Генрих, Фогель и Витька Розенблит сели в служебную «Волгу» управления коммунального хозяйства. Водитель должен был стать вторым свидетелем, сдерживающим Фогеля. Впрочем, вряд ли дядя Иоганн лично станет стрелять или засаживать заточку… «Волга» медленно выруливала с вокзальной площади. Эйно Вялло и большеголовый погрузились в такси и поехали следом. Вольфа ждал замаливающий грехи нарушитель дорожных правил на видавшем виде «Москвиче», который пристроился в хвосте кортежа.

Когда «Москвич» подъехал к дому, Генрих с Фогелем и Розенблитом уже зашли в подъезд. Лизхен под благовидным предлогом отослали к подруге, Владимир проинструктировал отца не оставаться с Фогелем наедине и никому не открывать дверь.

Эйно Вялло и большеголовый выгрузились из такси, покрутились у входа, потом Эйно нырнул в подъезд, а его спутник отошел в сторону и сел на скамейку.
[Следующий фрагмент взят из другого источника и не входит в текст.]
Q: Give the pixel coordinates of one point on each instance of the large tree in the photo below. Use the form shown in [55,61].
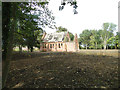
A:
[20,23]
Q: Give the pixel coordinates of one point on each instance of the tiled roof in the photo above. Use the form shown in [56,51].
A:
[54,37]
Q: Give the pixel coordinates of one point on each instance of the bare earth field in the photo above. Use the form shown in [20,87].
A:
[83,69]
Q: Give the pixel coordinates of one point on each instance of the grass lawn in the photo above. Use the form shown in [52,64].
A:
[62,70]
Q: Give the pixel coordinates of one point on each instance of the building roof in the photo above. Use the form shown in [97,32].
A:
[54,37]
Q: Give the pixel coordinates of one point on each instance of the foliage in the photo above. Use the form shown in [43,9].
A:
[71,2]
[61,29]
Владимир прогулочным шагом подошел к дому и тоже вошел в подъезд. Он напряг слух и разобрал какие-то звуки на самом верху. Чердак! Упругим шагом разведчика Волк бесшумно взлетел по лестнице. Действительно, против обыкновения чердачная дверь была приоткрыта. Он прокрался поближе, резко распахнул дверь и ворвался внутрь, оказавшись с Эйно лицом к лицу. Брови эстонского националиста изумленно поползли вверх, рука скользнула в карман. Поздно! Кулак Волка со скоростью курьерского поезда въехал ему в солнечное сплетение. Жилистое тело согнулось и рухнуло на пыльный пол. Порыв рвоты вывернул Эйно наизнанку.

Не отвлекаясь, Волк обшарил карманы. Ничего особенного. Только обычный кухонный нож, из тех, которые свободно продаются в любом хозяйственном магазине. И которыми в России совершаются почти все убийства. По эффективности милиционеры ставят его на второе место после автомата Клашникова.

Волк сгреб Эйно Вялло за ворот и рывком оторвал от пола. Рубаха затрещала.

– Твоя задача? Быстро!

Эйно не отвечал. Но играть в молчанку с бойцом специальной разведки – дело заведомо проигрышное. Быстрое «потрошение» является одним из основных предметов специальной подготовки. Железные пальцы сжали болевые точки у основания шеи, Эйно Вялло вскрикнул и потерял сознание. Потерев уши, Волк привел его в чувство.

– Твоя задача? Быстро! А то раздавлю яйца!

Тяжелый башмак нацелился в самую уязвимую точку тела. Эйно застонал.

– Кончить предателей… Сначала отца, потом тебя…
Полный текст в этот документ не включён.